Home >> News >> AWARD-WINNING POET THEO WILSON DISCUSSES ACTIVISM IN AN INCREASINGLY RACIALLY CHARGED WORLD

AWARD-WINNING POET THEO WILSON DISCUSSES ACTIVISM IN AN INCREASINGLY RACIALLY CHARGED WORLD

COLLEGE PARK, Md. – Over 150 people filled the Gildenhorn Recital Hall at The Clarice Smith Performing Arts Center on Wednesday night to hear award-winning slam poet and social justice advocate Theo Wilson, who appeared as part of the University of Maryland College of Arts and Humanities Dean’s Lecture Series.

Wilson skyrocketed to social media fame after posting beliefs about hate and bias. During his lecture, he discussed his experiences as a black man in an increasingly digital and racially charged world.

Wilson went undercover in white supremacist online communities to “get a gist of the gathering storm” because “nothing is more dangerous for black people than white supremacy.”

While undercover, he learned how social media creates digital echo chambers that steer users toward content that affirms their ideological beliefs. He also learned about the dangers of groupthink, a psychological phenomenon in which a group of people make irrational decisions based on the desire for harmony. Noticing how alt-right online communities gained momentum through these realities propelled his career as an activist.

Throughout the lecture, he detailed events that changed the way he thought about his own race. From the racially motivated bombings at Florida A&M University, a historically black college, in 1999, to the election of George W. Bush in 2001, Wilson described how race permeated his everyday life.

Wilson began his public speaking career in the NAACP at the age of 15, and has always had a passion for social justice.

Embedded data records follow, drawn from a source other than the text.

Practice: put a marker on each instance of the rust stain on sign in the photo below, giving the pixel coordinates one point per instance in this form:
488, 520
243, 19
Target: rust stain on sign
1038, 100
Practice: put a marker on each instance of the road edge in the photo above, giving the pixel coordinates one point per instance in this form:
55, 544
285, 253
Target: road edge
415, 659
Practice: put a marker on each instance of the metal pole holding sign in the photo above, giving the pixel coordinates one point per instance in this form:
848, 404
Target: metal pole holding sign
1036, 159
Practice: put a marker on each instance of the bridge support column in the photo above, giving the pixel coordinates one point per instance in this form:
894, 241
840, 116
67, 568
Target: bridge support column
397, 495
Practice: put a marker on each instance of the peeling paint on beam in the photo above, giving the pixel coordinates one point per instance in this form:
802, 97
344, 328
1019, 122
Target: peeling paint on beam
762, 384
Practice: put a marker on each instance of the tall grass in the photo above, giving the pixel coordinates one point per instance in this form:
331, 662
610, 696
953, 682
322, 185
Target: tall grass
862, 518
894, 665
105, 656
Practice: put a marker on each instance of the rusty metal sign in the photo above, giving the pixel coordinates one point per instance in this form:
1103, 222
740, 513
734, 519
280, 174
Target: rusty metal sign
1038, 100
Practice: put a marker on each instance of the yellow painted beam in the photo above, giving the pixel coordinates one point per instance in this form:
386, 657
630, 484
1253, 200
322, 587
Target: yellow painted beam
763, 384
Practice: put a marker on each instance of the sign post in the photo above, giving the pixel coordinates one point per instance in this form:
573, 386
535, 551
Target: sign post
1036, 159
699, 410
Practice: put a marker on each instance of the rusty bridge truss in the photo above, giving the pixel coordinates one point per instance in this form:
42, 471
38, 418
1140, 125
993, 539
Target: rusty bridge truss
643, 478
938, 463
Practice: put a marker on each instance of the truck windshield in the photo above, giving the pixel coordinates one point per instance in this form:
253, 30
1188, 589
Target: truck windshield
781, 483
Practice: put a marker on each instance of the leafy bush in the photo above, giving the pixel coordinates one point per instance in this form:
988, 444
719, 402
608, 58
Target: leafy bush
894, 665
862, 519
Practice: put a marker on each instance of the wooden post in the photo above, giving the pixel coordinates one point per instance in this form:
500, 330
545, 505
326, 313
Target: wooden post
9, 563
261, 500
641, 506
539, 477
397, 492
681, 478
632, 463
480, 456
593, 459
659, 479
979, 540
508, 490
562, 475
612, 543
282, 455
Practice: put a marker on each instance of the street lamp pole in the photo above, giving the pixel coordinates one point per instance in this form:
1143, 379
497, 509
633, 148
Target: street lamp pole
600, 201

He helped found the Denver Slam Nuba team, which won the National Poetry Slam in 2011. Wilson also performed at this year’s TEDxMileHigh event.

He concluded his lecture by reciting a slam poem called “Impossible,” which expressed the possibility of the impossible and the barriers African Americans have overcome. The poem captivated the audience as Wilson proclaimed “My breath is like humanity/ Limitless/ Unbounded/ And impossibly free.”

During a question and answer session moderated by Linda Aldoory, associate dean for research and programming, Wilson responded to questions about slam poetry, his personal utopia and a world without racism.

Wilson ended his performance by reminding the audience that “there’s this new generation that has this attitude that’s unbreakable,” and encouraged the continuation of self-expression.